Credit scores Aren’t Everything
 

Every mortgage broker regularly gets the same question: "What credit score do I need to qualify for a mortgage loan?"  I want to help clarify how credit affects your home buying process and also explain a little about credit scoring as well.

Credit scoring for mortgages started in the mid to late 90's and now uses the model fashioned by Fair, Isaacs Corporation, or FICO. These numbers, which reflect poor, average or great credit histories are numerical milestones lenders use to help approve a loan. But what they do not do is approve or deny a conforming or conventional loan simply due to the FICO number. There is no "required" credit score for these loans. Credit scores are used, but not by themselves. Other factors that contribute to a loan approval can be more down payment, good cash reserves or debt ratios below guidelines.

There are certain variations of these themes that will ask for a minimum credit score but typically such requirements are for non-conforming loans that vary from the standard conventional fare such as 100 percent financing or stated income mortgages.
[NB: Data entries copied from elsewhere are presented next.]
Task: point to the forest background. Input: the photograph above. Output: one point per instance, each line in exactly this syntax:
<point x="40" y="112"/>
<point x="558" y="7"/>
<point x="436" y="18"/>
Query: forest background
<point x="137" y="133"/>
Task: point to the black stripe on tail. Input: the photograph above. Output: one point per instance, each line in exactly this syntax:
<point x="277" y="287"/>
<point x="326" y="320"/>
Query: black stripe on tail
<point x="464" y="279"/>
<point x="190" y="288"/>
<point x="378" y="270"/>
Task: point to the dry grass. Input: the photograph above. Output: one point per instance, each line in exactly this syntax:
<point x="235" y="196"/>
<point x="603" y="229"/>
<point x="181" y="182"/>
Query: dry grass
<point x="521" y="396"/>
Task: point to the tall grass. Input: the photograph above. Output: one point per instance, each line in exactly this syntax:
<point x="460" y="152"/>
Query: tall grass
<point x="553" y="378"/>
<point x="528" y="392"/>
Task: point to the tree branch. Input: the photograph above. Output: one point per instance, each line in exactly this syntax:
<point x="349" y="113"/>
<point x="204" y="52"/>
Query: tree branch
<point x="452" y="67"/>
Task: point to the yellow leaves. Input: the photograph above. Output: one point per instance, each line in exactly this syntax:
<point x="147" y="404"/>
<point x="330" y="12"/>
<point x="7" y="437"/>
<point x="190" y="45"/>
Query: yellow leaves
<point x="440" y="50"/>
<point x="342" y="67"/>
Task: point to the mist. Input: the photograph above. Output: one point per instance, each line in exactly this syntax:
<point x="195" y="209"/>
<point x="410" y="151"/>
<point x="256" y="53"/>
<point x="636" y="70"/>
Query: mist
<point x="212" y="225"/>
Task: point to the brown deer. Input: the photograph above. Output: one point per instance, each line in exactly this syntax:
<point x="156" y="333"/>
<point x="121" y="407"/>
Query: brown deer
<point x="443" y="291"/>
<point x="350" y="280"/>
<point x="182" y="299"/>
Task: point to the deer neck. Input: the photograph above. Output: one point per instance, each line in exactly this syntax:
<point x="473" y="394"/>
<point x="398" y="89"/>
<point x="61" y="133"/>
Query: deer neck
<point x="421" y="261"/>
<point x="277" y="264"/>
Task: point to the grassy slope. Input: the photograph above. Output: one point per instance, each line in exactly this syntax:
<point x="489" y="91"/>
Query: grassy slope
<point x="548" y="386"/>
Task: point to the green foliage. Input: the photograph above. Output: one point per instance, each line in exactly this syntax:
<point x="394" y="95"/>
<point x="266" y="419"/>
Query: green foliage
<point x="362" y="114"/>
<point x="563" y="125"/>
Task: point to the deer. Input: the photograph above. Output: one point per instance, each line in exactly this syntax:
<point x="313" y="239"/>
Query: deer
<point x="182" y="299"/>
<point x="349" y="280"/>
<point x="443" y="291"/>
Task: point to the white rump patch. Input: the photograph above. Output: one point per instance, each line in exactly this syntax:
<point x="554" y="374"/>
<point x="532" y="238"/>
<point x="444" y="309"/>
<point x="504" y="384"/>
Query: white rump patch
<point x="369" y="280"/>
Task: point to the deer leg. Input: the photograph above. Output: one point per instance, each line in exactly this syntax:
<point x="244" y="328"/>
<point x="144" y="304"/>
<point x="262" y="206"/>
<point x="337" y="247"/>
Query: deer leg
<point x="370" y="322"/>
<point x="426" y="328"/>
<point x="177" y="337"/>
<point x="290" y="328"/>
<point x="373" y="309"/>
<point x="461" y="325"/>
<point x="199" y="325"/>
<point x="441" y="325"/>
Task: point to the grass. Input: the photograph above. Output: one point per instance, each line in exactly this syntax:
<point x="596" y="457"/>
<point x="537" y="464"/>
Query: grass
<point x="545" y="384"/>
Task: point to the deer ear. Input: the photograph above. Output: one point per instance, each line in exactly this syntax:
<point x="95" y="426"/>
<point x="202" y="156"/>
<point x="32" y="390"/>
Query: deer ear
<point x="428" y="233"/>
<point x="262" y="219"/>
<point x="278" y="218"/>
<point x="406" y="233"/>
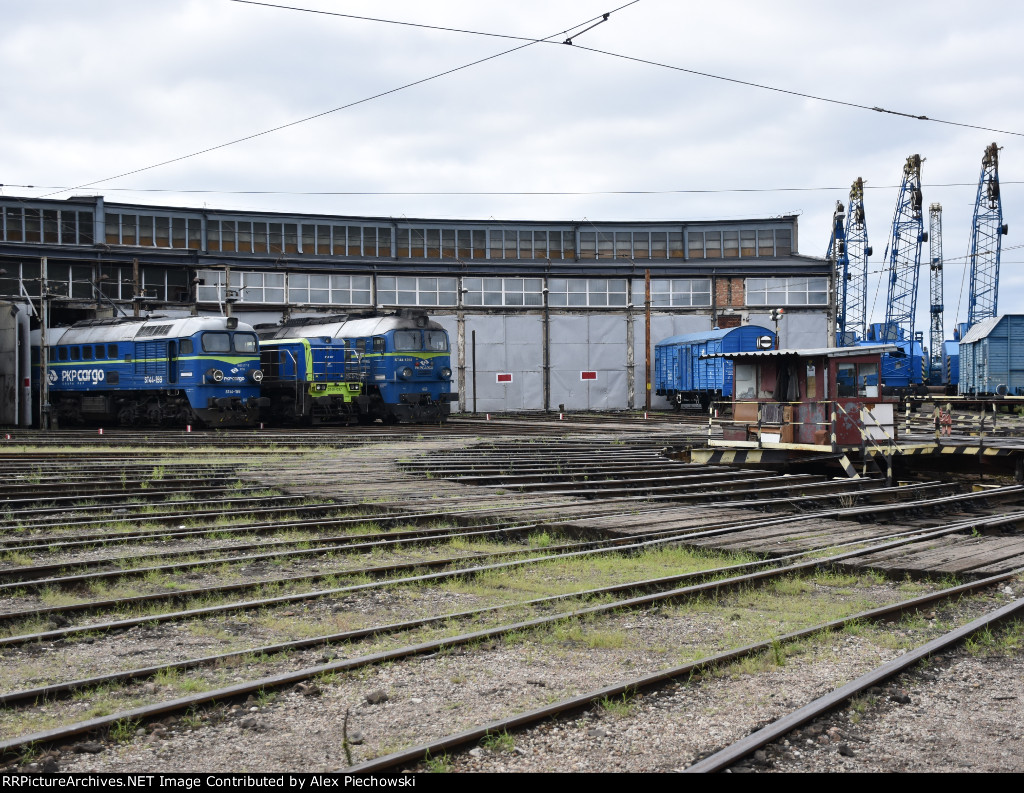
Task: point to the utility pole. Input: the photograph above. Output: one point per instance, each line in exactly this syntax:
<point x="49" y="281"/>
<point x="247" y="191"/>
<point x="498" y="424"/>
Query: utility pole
<point x="44" y="352"/>
<point x="646" y="346"/>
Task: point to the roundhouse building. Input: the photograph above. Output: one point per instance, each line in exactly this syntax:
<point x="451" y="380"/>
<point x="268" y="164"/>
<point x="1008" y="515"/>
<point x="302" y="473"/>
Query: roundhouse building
<point x="552" y="312"/>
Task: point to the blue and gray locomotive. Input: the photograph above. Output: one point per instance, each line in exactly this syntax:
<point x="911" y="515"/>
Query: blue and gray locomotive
<point x="156" y="371"/>
<point x="357" y="368"/>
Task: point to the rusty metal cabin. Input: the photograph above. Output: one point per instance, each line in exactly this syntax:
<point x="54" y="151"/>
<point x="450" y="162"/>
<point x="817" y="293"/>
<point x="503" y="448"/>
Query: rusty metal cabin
<point x="827" y="398"/>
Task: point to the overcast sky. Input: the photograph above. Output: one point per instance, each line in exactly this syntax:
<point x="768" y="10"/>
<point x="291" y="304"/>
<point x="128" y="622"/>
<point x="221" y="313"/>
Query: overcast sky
<point x="95" y="88"/>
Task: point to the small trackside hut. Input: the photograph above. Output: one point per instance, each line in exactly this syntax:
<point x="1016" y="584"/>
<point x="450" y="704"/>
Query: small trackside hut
<point x="799" y="405"/>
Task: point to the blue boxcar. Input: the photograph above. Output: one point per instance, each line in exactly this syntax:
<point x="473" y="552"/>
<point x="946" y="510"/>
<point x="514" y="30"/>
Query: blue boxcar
<point x="991" y="357"/>
<point x="904" y="372"/>
<point x="950" y="364"/>
<point x="358" y="367"/>
<point x="156" y="371"/>
<point x="681" y="375"/>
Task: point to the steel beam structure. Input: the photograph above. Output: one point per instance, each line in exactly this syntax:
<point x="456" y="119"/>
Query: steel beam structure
<point x="935" y="282"/>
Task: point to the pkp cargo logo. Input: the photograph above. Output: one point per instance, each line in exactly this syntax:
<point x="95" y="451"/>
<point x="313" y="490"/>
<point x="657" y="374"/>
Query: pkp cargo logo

Some borrowers don't apply for a mortgage at all because they find their credit score is below 600 and think they'll get a much higher rate or not qualify at all for a mortgage. Again, on conventional conforming loans credit scores don't dictate an interest rate. Only when applicants are indeed considered "sub prime" are rates adjusted due to overall credit quality. But on a standard 20 percent down mortgage, borrowers with 580 credit scores can be eligible for the same rates as those with rates in the high 700 range.